При чём здесь море? Море здесь потому что эта стихия в качестве примера наиболее точно соответствует желанию автора передать своё прошлое и настоящее отношение к жизни: до прочтения «Войны и мира» и после него. То есть «море» в данном случае следует понимать как «жизнь»: жизнь после прочтения романа, не переставая оставаться притягательной в своей красоте, стала вызывать опаску.

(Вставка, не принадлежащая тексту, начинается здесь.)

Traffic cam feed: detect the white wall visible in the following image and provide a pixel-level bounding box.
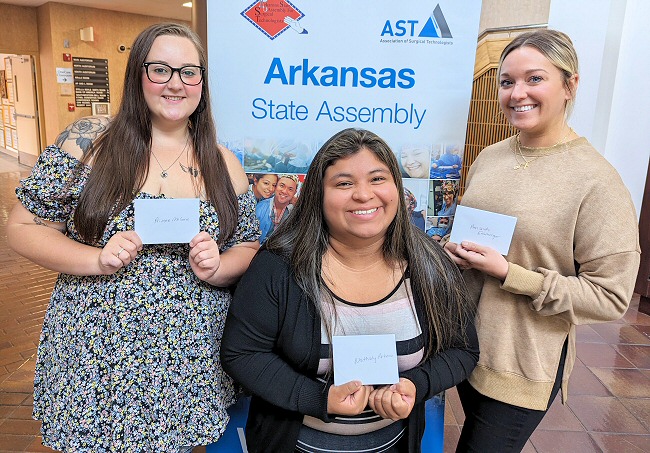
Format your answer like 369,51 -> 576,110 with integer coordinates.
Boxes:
479,0 -> 549,32
549,0 -> 650,217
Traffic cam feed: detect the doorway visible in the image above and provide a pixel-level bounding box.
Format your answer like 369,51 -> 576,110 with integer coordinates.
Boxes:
1,54 -> 41,167
635,159 -> 650,315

Мысль, конечно не новая (к примеру, Ахматова у Блока говорит: «жизнь страшна»), но «Не всё мне мил твой блеск случайный / И в душу просится мою» (то есть просится не всегда, – Фет зачастую не заморачивается раскладыванием мыслей по полочкам, и иногда это кажется неуклюжим, но «без грамматической ошибки…» нередко «изюминка» пропадает) выражает гораздо более сложные чувства: автор перестал безоговорочно доверяться жизненным перипетиям, внешне похожим на счастливые стечения обстоятельств. Покоряет «дорожил… негой», – то есть трепетно относился к потаённому чувству (а здесь можно вспомнить есенинское "Я одну мечту, скрывая, нежу – что я сердцем чист").
Прекрасные стихи умного, искреннего и благородного свойства.